← Back to context

Comment by kbolino

1 month ago

If you have trusted forwarders, you just add them to the SPF policy (which can be recursive, though there is a pretty low limit on how many records can be looked up). I've not had an issue with this, personally. However, assuming DKIM can be tightened up as proposed above, I'm not sure SPF would be necessary anymore.

There are quite a few problems with that. Biggest issue is that it would require the domain owner's explicit cooperation with each forwarder. It would also allow more than just forwarding existing letters. Real-life shows that SPF really doesn't work with forwarders and it probably never will.

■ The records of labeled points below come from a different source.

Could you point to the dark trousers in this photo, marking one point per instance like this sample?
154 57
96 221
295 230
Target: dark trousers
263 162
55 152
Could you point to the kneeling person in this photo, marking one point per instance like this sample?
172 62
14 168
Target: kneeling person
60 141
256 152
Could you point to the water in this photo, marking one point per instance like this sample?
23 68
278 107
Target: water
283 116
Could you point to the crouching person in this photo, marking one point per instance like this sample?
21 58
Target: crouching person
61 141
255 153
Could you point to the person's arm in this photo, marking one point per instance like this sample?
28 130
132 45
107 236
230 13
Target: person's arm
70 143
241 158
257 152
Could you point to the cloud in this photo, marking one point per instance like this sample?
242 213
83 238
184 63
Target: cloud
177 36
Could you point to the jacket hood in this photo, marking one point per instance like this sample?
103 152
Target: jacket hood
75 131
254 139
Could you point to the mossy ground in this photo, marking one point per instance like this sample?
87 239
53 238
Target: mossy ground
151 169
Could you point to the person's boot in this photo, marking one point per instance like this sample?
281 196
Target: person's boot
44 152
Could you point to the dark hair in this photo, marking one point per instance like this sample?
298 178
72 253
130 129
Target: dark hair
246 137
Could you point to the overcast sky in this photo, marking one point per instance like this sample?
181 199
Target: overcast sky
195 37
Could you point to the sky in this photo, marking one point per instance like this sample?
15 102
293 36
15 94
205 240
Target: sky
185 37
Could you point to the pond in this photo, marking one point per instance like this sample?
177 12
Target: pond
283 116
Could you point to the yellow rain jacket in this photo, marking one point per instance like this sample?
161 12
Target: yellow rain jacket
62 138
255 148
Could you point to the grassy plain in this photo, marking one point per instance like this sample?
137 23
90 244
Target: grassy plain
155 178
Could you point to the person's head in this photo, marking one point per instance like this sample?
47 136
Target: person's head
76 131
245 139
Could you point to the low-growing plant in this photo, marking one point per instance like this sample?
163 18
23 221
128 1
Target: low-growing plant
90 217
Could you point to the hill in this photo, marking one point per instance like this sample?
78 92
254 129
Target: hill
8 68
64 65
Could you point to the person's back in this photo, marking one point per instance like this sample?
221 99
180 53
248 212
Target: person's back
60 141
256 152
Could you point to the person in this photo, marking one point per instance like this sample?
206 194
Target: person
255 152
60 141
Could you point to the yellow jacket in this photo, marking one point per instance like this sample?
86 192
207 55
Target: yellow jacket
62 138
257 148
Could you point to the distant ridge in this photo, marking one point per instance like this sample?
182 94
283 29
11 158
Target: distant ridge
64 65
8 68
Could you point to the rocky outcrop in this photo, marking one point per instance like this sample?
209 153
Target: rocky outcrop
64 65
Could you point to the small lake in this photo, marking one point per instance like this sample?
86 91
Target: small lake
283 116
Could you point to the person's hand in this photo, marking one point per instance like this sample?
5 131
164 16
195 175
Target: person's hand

  • What does forwarder mean to you here? Because, from my perspective, a forwarder that I don't trust--or even know about--should not be allowed to deliver legitimate-looking mail from my domain. DKIM alone is weak to replay and payload extension so I don't think, as it stands right now, it is sufficient on its own.

    So it seems, to me, that SPF is working exactly as it ought to. Just to be clear, this isn't pure theory or ignorant preference on my part, I've set up SPF for trusted forwarders before.

    • Yes, they should be able to deliver such email. Forwarding messages is absolutely vital for a lot of use-cases, starting from trivial one-to-one forwards but also mailing lists. DKIM signatures can also expire and length extension attacks are not possible unless both the signer and assessor are badly configured. In any case a theoretical replay is significantly less dangerous than unauthorised mail being sent because of SPF's inherit looseness.

      In the end once the letter has left your server, it is _not_ up to you to decide what they do with it. We already have ARC to basically bypass SPF when DKIM is missing. Letters _will_ be forwarded.

      SPF is obsolete and weak in other ways as well. A mere IP address is not the proper way to authenticate or authorize anything.